What is a C Corporation?
A C Corporation (C Corp) is a type of business structure in the United States that is taxed separately from its owners. C Corps are the most common type of business structure, and can be established by filing articles of incorporation with the secretary of state in the state in which the business will be located. C Corps are separate legal entities, meaning they can be held liable for their own debts and obligations, and can enter into contracts, own property, and sue or be sued.
What is the Difference Between an S Corp and C Corp?
The primary difference between an S Corp and a C Corp is the way they are taxed. C Corps are taxed at the corporate level, meaning the company pays taxes on its profits. Any profits that are distributed to shareholders are then taxed again at the individual level.
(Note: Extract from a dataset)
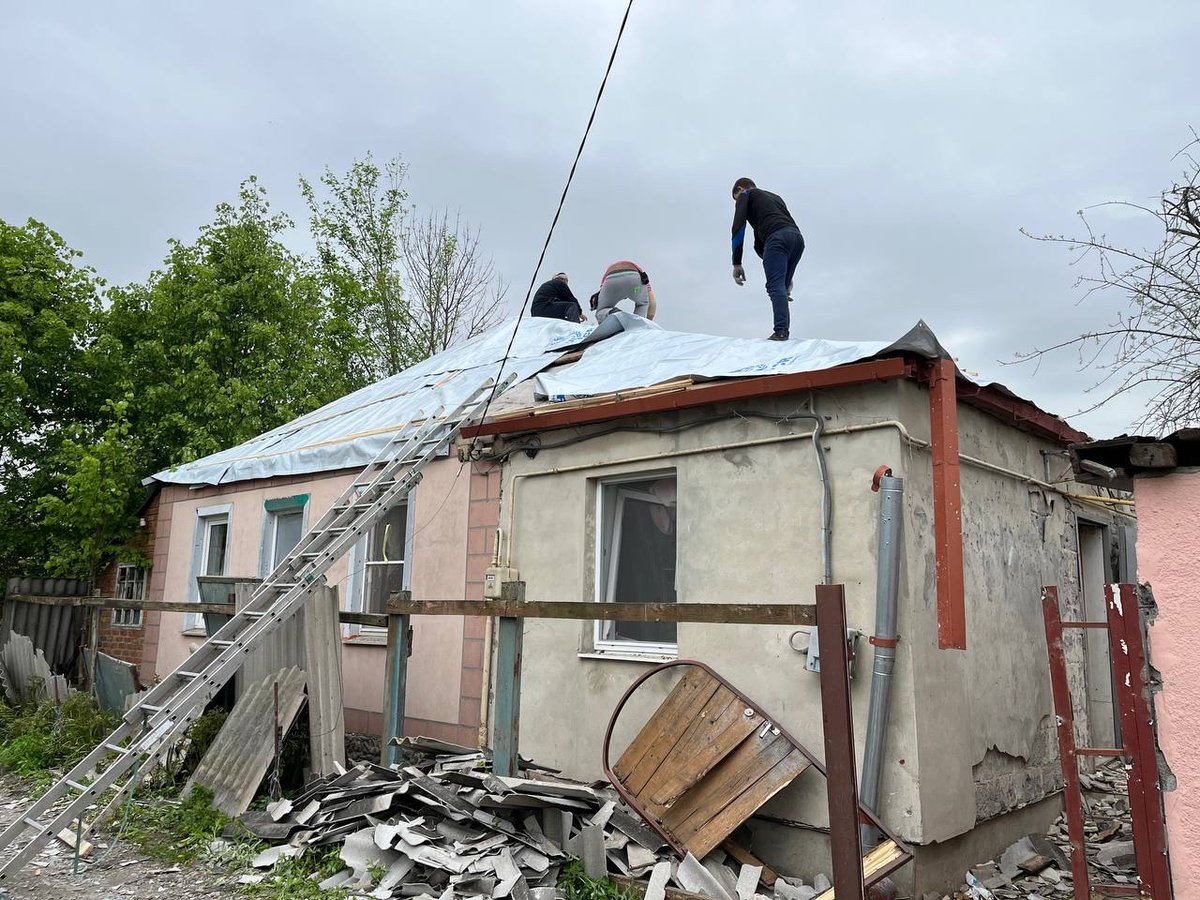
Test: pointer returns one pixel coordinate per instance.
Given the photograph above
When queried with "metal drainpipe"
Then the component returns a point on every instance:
(887, 587)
S Corps are pass-through entities, meaning the company does not pay taxes at the corporate level, and instead any profits are distributed to shareholders and taxed at the individual level.
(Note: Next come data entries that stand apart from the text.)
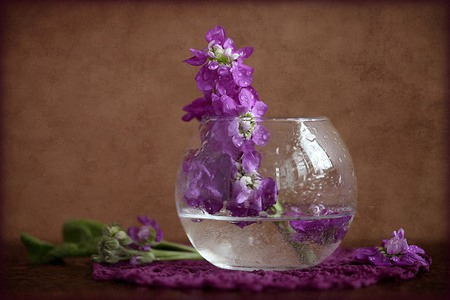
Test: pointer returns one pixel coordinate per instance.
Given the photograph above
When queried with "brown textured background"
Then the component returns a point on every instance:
(93, 95)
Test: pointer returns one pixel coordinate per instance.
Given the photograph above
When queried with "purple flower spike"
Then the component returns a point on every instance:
(217, 34)
(223, 172)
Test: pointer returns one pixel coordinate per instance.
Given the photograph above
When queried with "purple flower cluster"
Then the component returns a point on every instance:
(145, 236)
(223, 173)
(394, 252)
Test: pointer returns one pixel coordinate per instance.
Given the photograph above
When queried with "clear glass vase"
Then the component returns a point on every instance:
(271, 194)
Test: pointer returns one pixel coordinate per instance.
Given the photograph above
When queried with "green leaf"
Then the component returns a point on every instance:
(86, 248)
(39, 250)
(80, 231)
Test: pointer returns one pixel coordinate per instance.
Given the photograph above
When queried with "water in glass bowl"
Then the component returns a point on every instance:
(270, 243)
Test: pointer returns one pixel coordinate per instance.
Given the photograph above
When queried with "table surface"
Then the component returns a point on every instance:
(73, 279)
Is a C Corporation the Same as an LLC?
No, a C Corporation is not the same as an LLC. LLCs are pass-through entities, meaning the company does not pay taxes at the corporate level, and instead any profits are distributed to members and taxed at the individual level. C Corps are taxed at the corporate level, meaning the company pays taxes on its profits. Any profits that are distributed to shareholders are then taxed again at the individual level.
What are Examples of C Corporations?
Some of the most well-known C Corporations in the United States include Apple, Microsoft, Amazon, Walmart, and Coca-Cola. These companies are all publicly traded, meaning their shares are listed on a stock exchange and can be bought and sold by the public. Other examples of C Corps include privately held companies such as Google, Uber, and SpaceX.